Trachomatous trichiasis, a condition where inward-turned eyelashes scratch the surface of the eye and can lead to blindness, can be effectively treated through two common surgical techniques, according to a new study funded by the National Institutes of Health (NIH). This research, published in PLOS Neglected Tropical Diseases and supported by the National Eye Institute (NEI), provides reassurance about the effectiveness of existing surgical methods.
Previous smaller studies suggested that one surgical technique might yield poorer outcomes, leading to concerns among healthcare providers. “Some studies have reported post-operative trichiasis rates of 30% or higher,” said Emily Gower, Ph.D., from the University of North Carolina at Chapel Hill. “This trial aimed to see if we could reduce the risk of post-operative trichiasis by modifying surgical procedures. Our findings indicate that existing methods provide better outcomes than previously thought.”
Globally, approximately 1.7 million individuals, predominantly in impoverished rural regions of Africa, are affected by trachomatous trichiasis. The condition typically results from chronic infections with the bacterium Chlamydia trachomatis, which spreads through direct person-to-person contact. Trachoma is particularly prevalent in hot, dry climates, and repeated infections can lead to scarring that forces the eyelid to turn inward, causing the eyelashes to irritate the eye. If untreated, trichiasis can lead to corneal clouding and eventually blindness.
Surgery remains the most common and effective treatment for trichiasis, aimed at correcting the eyelid’s inward turn. There are two primary surgical methods: posterior lamellar tarsal rotation (PLTR) and bilamellar tarsal rotation (BLTR). Prior studies had suggested that PLTR might be more effective, prompting some African programs to retrain surgeons in this technique. Additionally, previous analyses indicated that adjusting the incision placement for BLTR—5 mm above the eyelid margin rather than the standard 3 mm—could potentially reduce recurrence rates, although this modification had not been rigorously tested.
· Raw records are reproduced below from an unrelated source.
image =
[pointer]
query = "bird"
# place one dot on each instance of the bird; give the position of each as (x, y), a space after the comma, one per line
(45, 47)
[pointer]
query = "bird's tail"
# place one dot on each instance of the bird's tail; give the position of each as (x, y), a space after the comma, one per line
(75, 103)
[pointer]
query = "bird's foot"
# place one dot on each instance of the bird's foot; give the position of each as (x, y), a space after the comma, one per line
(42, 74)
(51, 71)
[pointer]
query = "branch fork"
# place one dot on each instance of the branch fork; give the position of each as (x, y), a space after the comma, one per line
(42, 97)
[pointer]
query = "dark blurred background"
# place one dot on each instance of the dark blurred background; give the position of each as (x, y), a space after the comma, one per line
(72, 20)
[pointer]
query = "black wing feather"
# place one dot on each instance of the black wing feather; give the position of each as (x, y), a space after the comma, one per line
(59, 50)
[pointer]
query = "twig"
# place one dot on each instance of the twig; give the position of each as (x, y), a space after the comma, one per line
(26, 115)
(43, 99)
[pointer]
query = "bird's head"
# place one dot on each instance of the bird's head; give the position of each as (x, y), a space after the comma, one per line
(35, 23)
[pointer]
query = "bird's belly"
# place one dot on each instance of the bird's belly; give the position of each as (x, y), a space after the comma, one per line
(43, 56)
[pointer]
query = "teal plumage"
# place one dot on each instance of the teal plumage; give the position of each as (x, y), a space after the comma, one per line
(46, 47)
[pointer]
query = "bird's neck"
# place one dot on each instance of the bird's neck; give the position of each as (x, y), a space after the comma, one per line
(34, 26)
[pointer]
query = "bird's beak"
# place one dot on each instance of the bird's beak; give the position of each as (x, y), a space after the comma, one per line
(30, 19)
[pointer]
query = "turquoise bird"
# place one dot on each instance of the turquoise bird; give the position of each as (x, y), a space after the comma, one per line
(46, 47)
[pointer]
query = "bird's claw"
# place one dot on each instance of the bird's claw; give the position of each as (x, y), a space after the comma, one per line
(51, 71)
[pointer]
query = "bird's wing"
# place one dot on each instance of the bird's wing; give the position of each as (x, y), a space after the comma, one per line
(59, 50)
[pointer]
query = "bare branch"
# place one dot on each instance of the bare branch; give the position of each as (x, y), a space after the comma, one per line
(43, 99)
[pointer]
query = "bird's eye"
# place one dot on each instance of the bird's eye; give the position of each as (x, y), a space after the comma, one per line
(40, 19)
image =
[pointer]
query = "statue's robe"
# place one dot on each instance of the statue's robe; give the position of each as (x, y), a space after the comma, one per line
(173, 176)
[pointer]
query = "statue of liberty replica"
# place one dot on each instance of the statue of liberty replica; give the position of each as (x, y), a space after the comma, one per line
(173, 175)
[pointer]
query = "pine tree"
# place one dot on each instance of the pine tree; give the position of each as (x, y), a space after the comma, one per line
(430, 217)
The current study, conducted in southern Ethiopia, enrolled 4,914 patients with trichiasis in one or both eyes, resulting in a total of 6,940 eligible eyes. Participants were randomly assigned to receive either BLTR with a 3 mm incision, BLTR with a 5 mm incision, or PLTR. Follow-up assessments for post-operative trichiasis were conducted at six weeks and again at 12-18 months after surgery. On average, about 17% of eyelids experienced post-operative trichiasis. The study found no significant difference in post-operative trichiasis rates between the two methods using a 3 mm incision. However, those treated with the 5 mm BLTR were significantly more likely to experience post-operative issues.
The results suggest that the standard surgical techniques—either BLTR or PLTR at a 3 mm incision height—are preferable for treating trichiasis, underscoring their effectiveness in preventing recurrences and promoting better patient outcomes.